Our cart is full to the brim before we get to the tents. She’ll come to see that we need only the den, or maybe the cave if we want a fire. But the wolves are better for warming cold fingers and toes than any fire. Still, we pick one up.
She’ll be frightened at first, but the wolves will remember me, and if I carry her to them, they’ll accept her as mine.
Eventually she’ll feel happy there the way I did.
“We’ll go there in a canoe, drop all this stuff at your home for you, and you’ll canoe me back to the car,” she says.
I understand from the way she says this that she’s imagining our trip will take a day, maybe two. She has no sense of the vastness of this wilderness. She has no sense we’ll be travelling for many days.
I touch the hem of her shirt, thinking about the way she tasted. I smile.
She enjoys when I smile. People have always wanted me to smile, told me to smile. I never would. But Ann is different. I want to smile around Ann.
We unwrap the things we’ve purchased, which are in maddening plastic containers, and load them into the backpacks right there in the store. We sling them on and carry the canoe over our heads. We’re only a few steps out the door before I stop.
They’re here.
“What?”
“Back in the store.Now.” I turn us, canoe and all, back into the store, as though we forgot something. We put the canoe down.
“What?” she asks.
“They’re here,” I say.
She widens her eyes. “Who?”
“The ones who attacked the Fancher Institute.”
“The canoe was over your head…how did you see them?”
“I didn’t see them, I smelled their chemical scent. They’re out there waiting for us near our car.”
“The rental car? How could they have found us?”
Ann cares about details. I don’t. “You wait here while I kill them—”
“No.” She puts a hand on my arm. “They’re waiting for us at our rental car. Let’s let them wait.”
“Go on foot?”
She looks around. “We’ll borrow a car.”
“Borrow?”
“We’ll go out the back and find something…to steal-slash-borrow,” she says.
“You need keys.”
“I don’t,” she says. “We just have to be fast. I’ll get one started while you get the canoe fastened to the top with the bungees. Will you be able to tell if anybody is back there?”
“Of course.” I leave her and go to the back door. I take a whiff and return to her. “They’re not out back. Only in the front.”
She smiles as though I’ve performed a trick.
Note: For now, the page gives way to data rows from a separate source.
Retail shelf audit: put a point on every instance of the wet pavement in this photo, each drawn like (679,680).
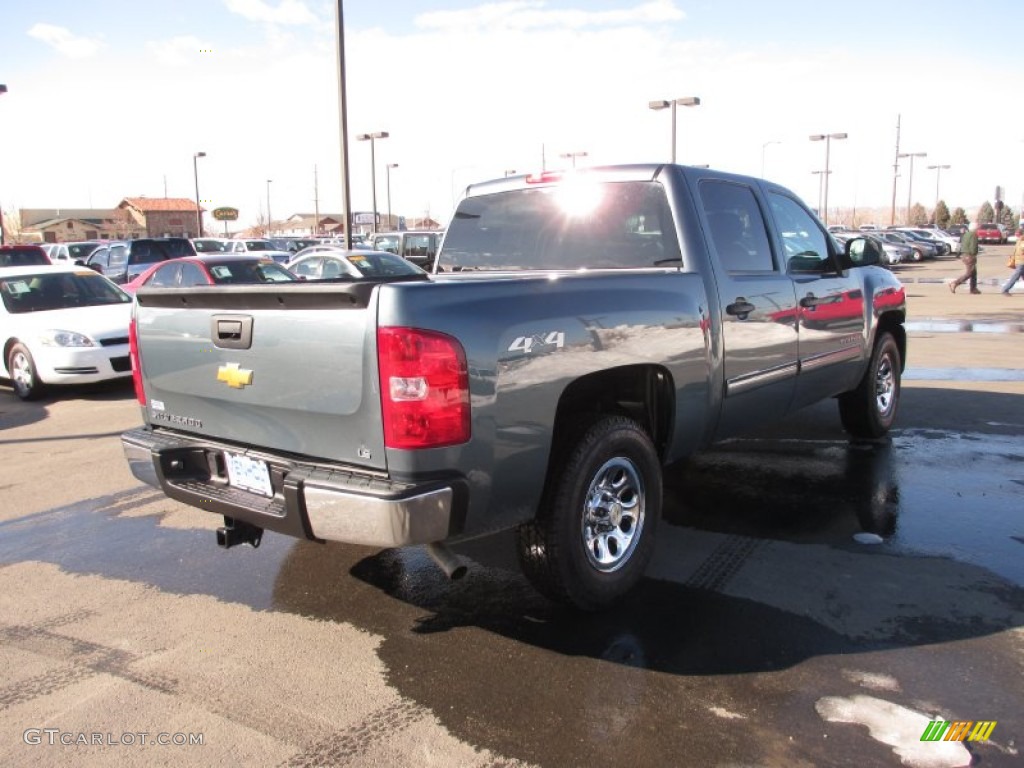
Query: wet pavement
(802,590)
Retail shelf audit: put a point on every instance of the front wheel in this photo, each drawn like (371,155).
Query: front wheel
(594,534)
(23,373)
(869,410)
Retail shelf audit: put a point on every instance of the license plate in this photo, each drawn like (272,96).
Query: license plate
(247,473)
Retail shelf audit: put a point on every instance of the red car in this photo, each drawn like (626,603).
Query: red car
(211,268)
(23,256)
(990,233)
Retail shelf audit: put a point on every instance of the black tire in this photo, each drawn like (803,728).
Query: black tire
(870,410)
(594,532)
(24,376)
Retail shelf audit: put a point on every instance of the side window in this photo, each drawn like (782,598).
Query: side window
(805,243)
(165,276)
(737,227)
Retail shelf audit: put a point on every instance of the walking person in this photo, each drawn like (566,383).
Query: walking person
(1017,264)
(969,255)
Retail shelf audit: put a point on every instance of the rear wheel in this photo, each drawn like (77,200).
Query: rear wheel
(594,534)
(23,373)
(869,410)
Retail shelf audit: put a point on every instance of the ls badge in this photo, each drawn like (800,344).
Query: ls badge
(233,376)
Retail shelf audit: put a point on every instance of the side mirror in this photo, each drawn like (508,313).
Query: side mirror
(861,252)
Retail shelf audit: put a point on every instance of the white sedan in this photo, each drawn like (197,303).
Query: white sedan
(61,325)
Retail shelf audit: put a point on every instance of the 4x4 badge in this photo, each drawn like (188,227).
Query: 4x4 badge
(233,376)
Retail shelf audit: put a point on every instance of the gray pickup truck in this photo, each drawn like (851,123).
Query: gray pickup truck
(580,333)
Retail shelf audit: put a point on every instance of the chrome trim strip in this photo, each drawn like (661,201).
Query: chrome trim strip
(751,381)
(828,358)
(345,517)
(140,462)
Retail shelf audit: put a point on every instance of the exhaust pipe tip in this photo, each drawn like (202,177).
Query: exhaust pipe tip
(446,560)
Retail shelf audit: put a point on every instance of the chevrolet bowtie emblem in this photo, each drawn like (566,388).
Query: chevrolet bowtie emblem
(233,376)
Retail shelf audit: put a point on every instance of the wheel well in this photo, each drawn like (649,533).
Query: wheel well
(642,392)
(893,325)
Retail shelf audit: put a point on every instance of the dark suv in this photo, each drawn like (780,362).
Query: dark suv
(128,260)
(23,256)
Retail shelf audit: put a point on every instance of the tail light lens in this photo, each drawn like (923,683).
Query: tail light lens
(136,371)
(424,388)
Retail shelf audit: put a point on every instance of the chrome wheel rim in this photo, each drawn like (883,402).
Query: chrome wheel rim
(885,385)
(612,515)
(20,372)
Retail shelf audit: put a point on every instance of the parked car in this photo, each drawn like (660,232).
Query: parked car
(210,245)
(61,325)
(922,236)
(950,242)
(353,264)
(990,233)
(211,268)
(122,264)
(419,247)
(23,256)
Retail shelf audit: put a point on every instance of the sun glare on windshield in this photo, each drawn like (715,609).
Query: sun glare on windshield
(579,198)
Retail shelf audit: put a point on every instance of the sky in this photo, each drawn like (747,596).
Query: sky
(113,98)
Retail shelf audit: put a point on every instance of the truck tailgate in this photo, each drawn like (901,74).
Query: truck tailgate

Collecting facts for her article. I pick up the canoe and carry it myself this time. It’s what I wanted to do before, but Ann insisted on helping. I allowed it because it seemed important to her, but now the men who attacked us are here.
She leads me to a blue truck parked at the far end of the lot, hidden behind a larger truck. She breaks the window and an alarm sounds out, piercing my ears. Quickly she slips in and gets to work, doing something next to the wheel—pulling, prying. The alarm stops.